Opinion: Deciphering the Indian election & the South Asian message
Queerness of the Results
Mumbai: Interesting times indeed. Modi-fied BJP’s remarkable election campaign surely was fuelled by unprecedented sums of money, but more interestingly magnified by the logic of the first-past-the-post system -- which converted a 12 percentage point difference in vote share with the Congress into a 600 per cent difference in seats (NDA with 335 seats, including 282 of BJP against UPA with 61 seats, including 44 of Congress).
In the process, it has helped Modi banish, for all intents and purposes, the lingering shadows of a darker past. So detested was the Congress-led United Progressive Alliance government and so terrible its record of governance that the party has justifiably suffered the worst defeat in its 129-year history.
The 'Modi Wave' still left nearly 60 per cent of the electorate cold and failed to make a major dent in those states where regional parties still enjoy a high degree of credibility with voters like Tamil Nadu, Odisha and West Bengal but it has wrecked the Congress everywhere.

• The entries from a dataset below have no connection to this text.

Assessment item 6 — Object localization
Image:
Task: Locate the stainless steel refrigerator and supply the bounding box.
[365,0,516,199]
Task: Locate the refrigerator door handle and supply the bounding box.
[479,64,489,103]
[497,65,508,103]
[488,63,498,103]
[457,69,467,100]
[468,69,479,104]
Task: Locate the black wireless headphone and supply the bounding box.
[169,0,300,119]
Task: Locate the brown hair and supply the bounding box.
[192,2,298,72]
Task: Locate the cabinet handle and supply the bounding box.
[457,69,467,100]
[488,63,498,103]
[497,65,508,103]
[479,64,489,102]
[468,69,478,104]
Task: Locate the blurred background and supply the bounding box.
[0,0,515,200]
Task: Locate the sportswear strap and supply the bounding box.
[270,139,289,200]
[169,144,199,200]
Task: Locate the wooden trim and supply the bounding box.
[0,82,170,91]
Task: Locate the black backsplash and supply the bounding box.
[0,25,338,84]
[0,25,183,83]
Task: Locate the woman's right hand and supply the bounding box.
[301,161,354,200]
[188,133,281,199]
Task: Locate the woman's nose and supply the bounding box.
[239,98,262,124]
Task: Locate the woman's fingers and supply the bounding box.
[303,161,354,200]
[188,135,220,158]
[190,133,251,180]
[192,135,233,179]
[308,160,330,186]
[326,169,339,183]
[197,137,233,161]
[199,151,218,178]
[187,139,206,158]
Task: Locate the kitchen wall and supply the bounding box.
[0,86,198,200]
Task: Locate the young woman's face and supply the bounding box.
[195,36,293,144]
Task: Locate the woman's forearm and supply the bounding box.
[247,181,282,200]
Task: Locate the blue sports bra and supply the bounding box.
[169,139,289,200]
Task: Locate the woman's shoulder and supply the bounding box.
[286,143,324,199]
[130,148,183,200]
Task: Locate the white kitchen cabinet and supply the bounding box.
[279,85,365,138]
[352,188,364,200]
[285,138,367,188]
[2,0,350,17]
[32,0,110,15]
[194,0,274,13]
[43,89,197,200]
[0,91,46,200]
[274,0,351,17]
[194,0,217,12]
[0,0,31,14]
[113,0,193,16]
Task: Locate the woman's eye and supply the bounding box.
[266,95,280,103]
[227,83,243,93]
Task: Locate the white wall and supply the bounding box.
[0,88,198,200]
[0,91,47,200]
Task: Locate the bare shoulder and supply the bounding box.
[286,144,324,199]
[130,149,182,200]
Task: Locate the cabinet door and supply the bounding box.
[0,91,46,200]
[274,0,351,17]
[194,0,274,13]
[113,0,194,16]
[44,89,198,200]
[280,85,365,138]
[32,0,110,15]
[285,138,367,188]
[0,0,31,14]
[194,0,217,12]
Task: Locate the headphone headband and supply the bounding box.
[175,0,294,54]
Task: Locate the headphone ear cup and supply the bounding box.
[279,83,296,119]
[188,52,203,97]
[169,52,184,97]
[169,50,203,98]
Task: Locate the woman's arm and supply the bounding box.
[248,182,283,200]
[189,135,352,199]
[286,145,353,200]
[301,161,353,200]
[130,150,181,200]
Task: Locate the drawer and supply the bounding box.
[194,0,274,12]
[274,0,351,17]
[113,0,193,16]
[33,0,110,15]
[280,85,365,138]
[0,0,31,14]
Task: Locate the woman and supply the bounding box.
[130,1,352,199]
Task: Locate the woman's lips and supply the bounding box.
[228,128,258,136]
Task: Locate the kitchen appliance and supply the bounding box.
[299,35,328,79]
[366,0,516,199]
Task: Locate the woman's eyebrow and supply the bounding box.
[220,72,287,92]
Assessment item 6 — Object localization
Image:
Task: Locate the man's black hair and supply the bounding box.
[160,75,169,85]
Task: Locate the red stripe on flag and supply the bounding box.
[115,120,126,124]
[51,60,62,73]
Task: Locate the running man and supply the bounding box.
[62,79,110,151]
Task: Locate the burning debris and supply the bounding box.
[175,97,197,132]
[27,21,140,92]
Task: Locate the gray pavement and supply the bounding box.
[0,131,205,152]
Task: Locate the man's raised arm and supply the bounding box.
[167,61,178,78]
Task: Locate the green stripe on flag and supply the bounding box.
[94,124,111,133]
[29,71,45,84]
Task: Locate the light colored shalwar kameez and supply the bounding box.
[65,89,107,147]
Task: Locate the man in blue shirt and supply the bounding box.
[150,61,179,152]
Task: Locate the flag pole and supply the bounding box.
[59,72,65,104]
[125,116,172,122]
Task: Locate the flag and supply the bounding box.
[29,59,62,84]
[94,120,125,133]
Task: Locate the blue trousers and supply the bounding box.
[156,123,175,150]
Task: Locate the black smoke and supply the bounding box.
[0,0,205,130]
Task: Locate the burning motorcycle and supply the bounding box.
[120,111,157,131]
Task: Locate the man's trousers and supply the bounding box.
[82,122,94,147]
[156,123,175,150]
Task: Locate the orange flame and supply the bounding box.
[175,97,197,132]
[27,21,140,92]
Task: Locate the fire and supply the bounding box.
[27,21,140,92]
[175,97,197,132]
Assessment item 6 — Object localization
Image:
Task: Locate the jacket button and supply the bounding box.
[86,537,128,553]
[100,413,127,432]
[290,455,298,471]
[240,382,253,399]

The wave swept through Uttar Pradesh, where it also managed to draw away voters from the Bahujan Samaj Party if not from the Samajwadi Party, and of course Bihar too.

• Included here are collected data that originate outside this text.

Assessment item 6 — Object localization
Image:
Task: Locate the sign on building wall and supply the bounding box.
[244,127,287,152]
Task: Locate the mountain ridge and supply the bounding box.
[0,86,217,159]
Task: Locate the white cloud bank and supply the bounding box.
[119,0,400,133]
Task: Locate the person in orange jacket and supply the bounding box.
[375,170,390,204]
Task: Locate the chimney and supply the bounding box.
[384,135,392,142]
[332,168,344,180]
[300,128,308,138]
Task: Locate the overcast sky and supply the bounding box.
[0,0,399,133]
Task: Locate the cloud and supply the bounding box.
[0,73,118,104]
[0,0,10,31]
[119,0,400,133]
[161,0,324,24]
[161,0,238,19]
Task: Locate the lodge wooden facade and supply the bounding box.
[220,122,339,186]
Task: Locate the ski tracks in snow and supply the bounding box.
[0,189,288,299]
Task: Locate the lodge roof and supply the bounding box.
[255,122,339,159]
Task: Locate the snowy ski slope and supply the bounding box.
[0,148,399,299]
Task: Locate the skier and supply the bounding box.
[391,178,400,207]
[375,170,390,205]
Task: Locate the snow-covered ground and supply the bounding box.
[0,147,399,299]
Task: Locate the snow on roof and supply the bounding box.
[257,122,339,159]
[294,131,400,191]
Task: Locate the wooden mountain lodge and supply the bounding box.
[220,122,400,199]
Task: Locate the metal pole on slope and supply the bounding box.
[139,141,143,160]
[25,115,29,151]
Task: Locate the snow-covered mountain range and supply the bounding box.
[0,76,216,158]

Taken together, MPs from national parties like Congress, the Left and the Aam Aadmi Party will barely add up to 60. Regional parties like the AIADMK, the TRS and the Biju Janata Dal, which are non-ideological, or the Trinamool Congress, which veers towards populism but is essentially Bengal-centric, are unlikely to show much interest in, let alone challenge, the Modi government on a large number of crucial areas of policymaking. And that does not bode well for the largest functional democracy of the world.